Ferrieri et al., have reported a prognostic scoring system for PCNSL with five parameters: age, performance status, serum LDH level, cerebrospinal fluid (CSF) protein level, and the location of lymphoma in the CNS.  For each parameter, they gave a score of 0 (favorable) or 1 (unfavorable), and divided PCNSL into low (0 to1), intermediate (2 to 3), and high-risk (4 to 5) categories. In their study they showed that an age higher than 60 years, a performance status greater than 1, an elevated serum LDH, and CSF protein levels and location of lymphoma deep in the CNS (basal ganglia, brainstem, periventricular area, and cerebellum) are associated with bad prognosis. A majority of patients with PCNSL in the study performed by Ferrieri et al., belonged to the intermediate- or high-risk category. Various other factors contributing to the low OS of PCNSL include having activated B-cell (ABC) subtype, , high BCL2, and MIB-1 index. 
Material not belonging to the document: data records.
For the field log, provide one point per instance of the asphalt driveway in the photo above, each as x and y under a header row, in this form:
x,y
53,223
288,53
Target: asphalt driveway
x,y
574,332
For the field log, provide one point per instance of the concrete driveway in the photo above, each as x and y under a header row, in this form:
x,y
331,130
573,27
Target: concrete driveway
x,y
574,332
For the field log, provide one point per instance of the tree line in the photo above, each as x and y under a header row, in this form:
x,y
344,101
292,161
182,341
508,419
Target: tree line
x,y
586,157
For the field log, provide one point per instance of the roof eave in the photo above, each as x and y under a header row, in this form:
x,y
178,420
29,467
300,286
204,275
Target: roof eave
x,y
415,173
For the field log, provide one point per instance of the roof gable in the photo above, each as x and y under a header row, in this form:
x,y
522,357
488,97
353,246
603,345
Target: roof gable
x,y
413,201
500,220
Even though clinical, and biochemical parameters are validated in prognostication of PCNSL, histopathological parameters, which are quite easy to report, are scarce. The reactive immune T-cell response has been studied previously in various malignancies, including lymphomas. Ansell et al.,  have studied the extent of the reactive T-cell immune response by flow cytometry in patients with diffuse large B-cell lymphoma. They have reported that the increased CD4-positive T-cells in tumor samples with lymphoma predict better prognosis. Ponzoni et al.,  studied the effect of RPVLI and necrosis on OS in patients with PCNSL. They reported that RPVLI, instead of necrosis, is associated with better survival in PCNSL. Interestingly, RPVLI is independent of IELSG score in prognostication of PCNSL. This study is not yet validated in clinical trials.
What are the strengths of the present study? It includes a relatively large number of PCNSL, which is a rare condition, from India. The paper also elaborates in detail clinical and pathological features.
What are the weaknesses of this study? The patients with treatment history (14/30) and follow-up (13/30) are less than 50% of the study population. Above all, the follow-up period is short. The authors should have statistically analyzed the effect of RPVLI and necrosis on OS instead of correlating it with IELSG score by univariate and multivariate analysis.
What are the questions this report generates? First of all, the prognostic role of RPVLI in cases of PCNSL needs to be clarified in a large prospective study due to the uncertainty about its utility in prognosis. If RPVLI shows promise as a parameter of good prognosis, then clinical trials of patients with PCNSL with an aim to modulate immune response need to be conducted to validate its clinical utility.
Despite a few shortcomings, the authors need to be congratulated for making an attempt to characterize the role of RPVLI and necrosis in PCNSL.